Is there a unique solution to y'=\sqrt{y} with y(0) = 0?

[mathman44]

Homework Statement

Show that the DE y'=\sqrt{y} has more than one solution when y(0) = 0 by finding two of them. Why does Picard's uniqueness theorem not apply?

The Attempt at a Solution

By standard ODE techniques, y=\frac{1}{4}[2c+c^2+t^2]

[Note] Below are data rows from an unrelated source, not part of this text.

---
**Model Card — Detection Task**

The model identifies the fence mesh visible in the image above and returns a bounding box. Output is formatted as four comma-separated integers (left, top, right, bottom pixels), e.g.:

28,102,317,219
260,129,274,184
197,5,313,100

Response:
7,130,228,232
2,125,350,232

but if y(0)=0 then y=\frac{t^2}{4} only.

I can't find another solution.

 

[Dick]

What's wrong with y(t)=0 for all t?

 

[mathman44]

And is because \sqrt{y} isn't Lipschitz continuous that there is more than one solution?

 

[mathman44]

For example if y(0) > 0 and y=\frac{1}{4}[2c_1+c_1^2+t^2], then is the solution unique for all t > 0 since the function y' is Lipschitz continuous for all t > 0?

 

[Dick]

For example if y(0) > 0 and y=\frac{1}{4}[2c_1+c_1^2+t^2], then is the solution unique for all t > 0 since the function y' is Lipschitz continuous for all t > 0?

Well, yes, sqrt(y) is not Lipschitz continuous at y=0. So Picard doesn't prove there is a unique solution with y(0)=0. And yes, if y(0)>0 then it does imply there is a unique solution as long as y stays greater than zero.